I am using tcpdump to dump HTTPS traffic passing through mitmproxy (actually mitmdump) running in transparent mode. The proxy server (CentOS 6.x) faces the internet on
eth0 and I was connecting to it as a gateway on
eth1. This setup works fine.
I then decided it would be nice to be able to use a browser on the proxy server itself. I quickly found out that you need to use the OUTPUT chain in iptables:
iptables -t nat -A OUTPUT -p tcp -m owner --uid-owner ffuser --dport 443 -j REDIRECT --to-port 8080
This works, in the sense that I can browse on the proxy server and my traffic passes through mitmproxy. I can see that the cert is issued by mitmproxy and my modifications are applied. However, I can no longer get a clean dump of the traffic. In the earlier scenario (proxy server as gateway) I could just tcpdump the traffic on
eth1. But now there’s no unified view of the traffic from tcpdump’s perspective as I have to tcpdump on
lo and the iptables rules seem to be interfering.
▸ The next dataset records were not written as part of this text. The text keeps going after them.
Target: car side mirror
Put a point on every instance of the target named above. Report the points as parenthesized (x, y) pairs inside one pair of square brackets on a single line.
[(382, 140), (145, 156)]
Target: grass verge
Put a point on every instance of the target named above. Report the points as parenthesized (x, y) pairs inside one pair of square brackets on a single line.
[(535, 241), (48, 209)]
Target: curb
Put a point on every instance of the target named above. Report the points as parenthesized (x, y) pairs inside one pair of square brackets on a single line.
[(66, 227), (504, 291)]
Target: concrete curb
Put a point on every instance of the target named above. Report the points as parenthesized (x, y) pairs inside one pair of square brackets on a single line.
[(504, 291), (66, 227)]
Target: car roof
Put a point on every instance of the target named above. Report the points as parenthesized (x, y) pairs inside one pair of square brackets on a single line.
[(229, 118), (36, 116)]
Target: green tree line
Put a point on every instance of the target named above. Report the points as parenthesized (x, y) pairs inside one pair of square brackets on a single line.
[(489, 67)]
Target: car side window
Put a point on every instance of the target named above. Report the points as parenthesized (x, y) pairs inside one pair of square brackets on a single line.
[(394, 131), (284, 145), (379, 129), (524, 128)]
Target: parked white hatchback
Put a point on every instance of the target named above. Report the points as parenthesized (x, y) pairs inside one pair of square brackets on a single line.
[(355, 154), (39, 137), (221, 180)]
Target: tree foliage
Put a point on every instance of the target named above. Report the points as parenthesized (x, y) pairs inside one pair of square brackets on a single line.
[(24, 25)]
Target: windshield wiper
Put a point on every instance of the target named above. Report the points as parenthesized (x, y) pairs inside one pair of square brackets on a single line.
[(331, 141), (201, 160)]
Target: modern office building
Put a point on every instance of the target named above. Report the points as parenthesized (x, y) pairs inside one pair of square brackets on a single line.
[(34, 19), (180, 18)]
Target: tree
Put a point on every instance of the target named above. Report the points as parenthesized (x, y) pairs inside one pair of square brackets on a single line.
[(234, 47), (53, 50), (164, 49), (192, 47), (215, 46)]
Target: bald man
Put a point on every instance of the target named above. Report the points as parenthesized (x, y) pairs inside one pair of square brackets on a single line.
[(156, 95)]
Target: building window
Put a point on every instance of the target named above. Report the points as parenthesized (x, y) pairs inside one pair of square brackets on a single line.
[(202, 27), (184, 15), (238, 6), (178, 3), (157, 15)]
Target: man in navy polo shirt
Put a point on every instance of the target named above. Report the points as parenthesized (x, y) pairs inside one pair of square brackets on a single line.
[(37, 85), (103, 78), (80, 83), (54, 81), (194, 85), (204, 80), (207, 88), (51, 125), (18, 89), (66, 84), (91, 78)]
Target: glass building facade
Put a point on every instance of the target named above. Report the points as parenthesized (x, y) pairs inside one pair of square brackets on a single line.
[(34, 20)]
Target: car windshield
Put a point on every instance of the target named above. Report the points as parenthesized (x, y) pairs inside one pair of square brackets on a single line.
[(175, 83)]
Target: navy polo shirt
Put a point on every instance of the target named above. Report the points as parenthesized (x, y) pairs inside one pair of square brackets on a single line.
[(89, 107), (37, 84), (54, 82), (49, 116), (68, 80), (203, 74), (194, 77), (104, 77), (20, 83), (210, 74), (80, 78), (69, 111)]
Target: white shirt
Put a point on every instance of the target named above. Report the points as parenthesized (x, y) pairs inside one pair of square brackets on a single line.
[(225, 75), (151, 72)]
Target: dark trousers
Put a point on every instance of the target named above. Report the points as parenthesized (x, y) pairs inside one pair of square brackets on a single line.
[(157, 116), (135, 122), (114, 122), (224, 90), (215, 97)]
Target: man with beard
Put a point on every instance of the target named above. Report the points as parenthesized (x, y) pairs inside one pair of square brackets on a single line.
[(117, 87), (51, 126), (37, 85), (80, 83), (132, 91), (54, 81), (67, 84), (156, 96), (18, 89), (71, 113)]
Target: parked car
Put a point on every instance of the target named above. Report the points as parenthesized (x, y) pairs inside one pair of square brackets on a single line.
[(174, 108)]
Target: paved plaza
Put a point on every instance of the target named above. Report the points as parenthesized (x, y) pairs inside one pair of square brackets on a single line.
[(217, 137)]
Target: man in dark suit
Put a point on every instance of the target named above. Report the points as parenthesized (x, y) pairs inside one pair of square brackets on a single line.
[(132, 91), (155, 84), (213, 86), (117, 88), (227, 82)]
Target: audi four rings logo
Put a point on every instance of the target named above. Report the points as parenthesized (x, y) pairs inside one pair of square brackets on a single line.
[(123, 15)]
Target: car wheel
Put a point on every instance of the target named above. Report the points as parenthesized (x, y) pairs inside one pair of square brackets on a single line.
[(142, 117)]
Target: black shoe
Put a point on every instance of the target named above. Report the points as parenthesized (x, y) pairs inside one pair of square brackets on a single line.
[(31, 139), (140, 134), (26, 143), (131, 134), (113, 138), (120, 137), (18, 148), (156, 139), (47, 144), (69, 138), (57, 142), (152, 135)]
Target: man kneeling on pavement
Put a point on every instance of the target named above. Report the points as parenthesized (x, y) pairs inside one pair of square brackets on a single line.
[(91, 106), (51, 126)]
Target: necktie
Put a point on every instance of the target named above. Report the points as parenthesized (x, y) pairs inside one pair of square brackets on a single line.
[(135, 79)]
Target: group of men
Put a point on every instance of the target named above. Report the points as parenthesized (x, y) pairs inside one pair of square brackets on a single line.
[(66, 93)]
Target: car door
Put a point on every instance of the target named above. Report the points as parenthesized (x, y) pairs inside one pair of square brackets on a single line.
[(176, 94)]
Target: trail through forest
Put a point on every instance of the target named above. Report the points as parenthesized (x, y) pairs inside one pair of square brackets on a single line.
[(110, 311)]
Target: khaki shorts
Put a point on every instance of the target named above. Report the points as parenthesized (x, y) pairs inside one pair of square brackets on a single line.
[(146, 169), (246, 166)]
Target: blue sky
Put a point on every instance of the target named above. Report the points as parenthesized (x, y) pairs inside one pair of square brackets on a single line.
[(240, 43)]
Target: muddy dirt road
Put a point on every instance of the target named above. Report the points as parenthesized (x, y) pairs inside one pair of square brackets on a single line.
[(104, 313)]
- Requests are from [eth0 IP]:[random port] to 127.0.0.1:8080
- Responses are from [website IP]:443 to [eth0 IP]:[random port]
I don’t think there’s any way to capture this traffic using tcpdump in such a way as to have a “normal” capture with both sides of the conversation within single TCP streams.
I realise this isn’t really an mitmproxy issue, but if anyone has any advice (including “stop trying”) then that would be very welcome.